Optionally, the first computing module 703, is specifically used for

By preset target user to the relative coefficient of the scoring of the second article and the target item and the second article It is weighted summation；

Adjusting parameter and article are biased to using personalizing parameters, user are biased to adjusting parameter, in the result of weighted sum On the basis of be adjusted, obtain target user and score the prediction of the target item.

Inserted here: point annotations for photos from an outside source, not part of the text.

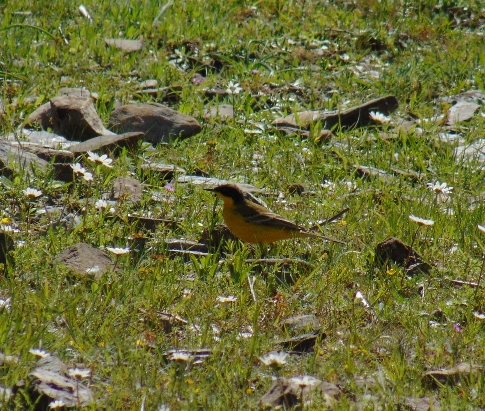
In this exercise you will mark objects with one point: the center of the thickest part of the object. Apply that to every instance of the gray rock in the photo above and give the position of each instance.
(222, 112)
(42, 116)
(50, 380)
(127, 46)
(357, 116)
(158, 122)
(127, 188)
(286, 392)
(112, 143)
(15, 158)
(85, 260)
(76, 119)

Optionally, the first computing module 703, is specifically used for

Using following formula, by preset target user to the scoring of the second article and the target item and the second object The relative coefficient of product is weighted summation；Adjusting parameter is biased to using personalizing parameters, user and article is biased to adjusting parameter, It is adjusted on the basis of the result of weighted sum, obtains target user and score the prediction of the target item；

In formula, which is article i；Second article is article j；Target user is user u；μ is preset Scoring mean value in rating matrix；b_uTo be biased to adjusting parameter for the user of user u；b_iTo be biased to adjust for the article of article i Whole parameter；α_uFor the personalizing parameters for user u；It scores for user u the prediction of article i；r_ujIt is user u to article j Prediction scoring；s_ijFor the scaling Poisson related coefficient of article i and article j；ρ_ijFor the Poisson phase relation of article i and article j Number；ε_ijFor the Euclidean distance value of the label genome vector of the label genome vector and article j of article i；κ_uIt is user u to removing Other than article i, the set of the article of scoring is provided；p_ijFor adjustment factor；For the feelings that the first article is divided into k cluster class Under condition, the set of the article of same cluster class is belonged to article i.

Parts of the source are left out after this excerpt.